How can I design my data classes using VB.NET to take this into account.
The intrinsic datatypes in VB (integer, long, string, etc) can not have
null values.

What is common practice in this case?


Jul 21 '05 #6
D,

I am curious why not my answer?

Cor

Jul 21 '05 #7
From what I understood is that the return types of all of the properties
would be of Object.
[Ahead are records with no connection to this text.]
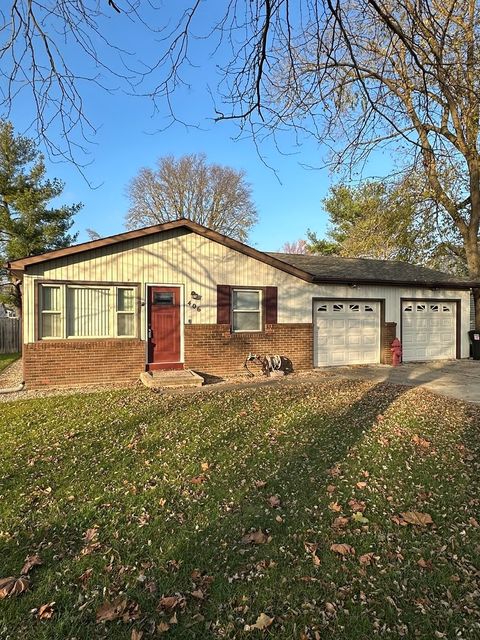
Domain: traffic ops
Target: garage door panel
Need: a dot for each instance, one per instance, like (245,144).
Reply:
(428,331)
(347,333)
I'd like to specify the type of value being returned or
passed to the property.

"Cor Ligthert" <no************@planet.nl> wrote in message
news:ek**************@TK2MSFTNGP12.phx.gbl...
D,

I am curious why not my answer?

Cor

Jul 21 '05 #8
Cor,

Your solution is really inefficient since many of the types are value types
and using the Object type requires a great deal of boxing and unboxing.

--
--- Nick Malik [Microsoft]
MCSD, CFPS, Certified Scrummaster
http://blogs.msdn.com/nickmalik

Disclaimer: Opinions expressed in this forum are my own, and not
representative of my employer.
I do not answer questions on behalf of my employer. I'm just a
programmer helping programmers.
--
"Cor Ligthert" <no************@planet.nl> wrote in message
news:ek**************@TK2MSFTNGP12.phx.gbl...
D,

I am curious why not my answer?

Cor

Jul 21 '05 #9
Hi Cor,

Measurements work by comparison. I see that you are measuring the amount of
time it takes to run through some box and unbox routines (not quite
perfect... your assignment results in boxing the value, unboxing it, boxing
it again).

I don't see a comparison to the amount of time it would take to use a
SQLInt32 to store a number that contains an "isnull" column.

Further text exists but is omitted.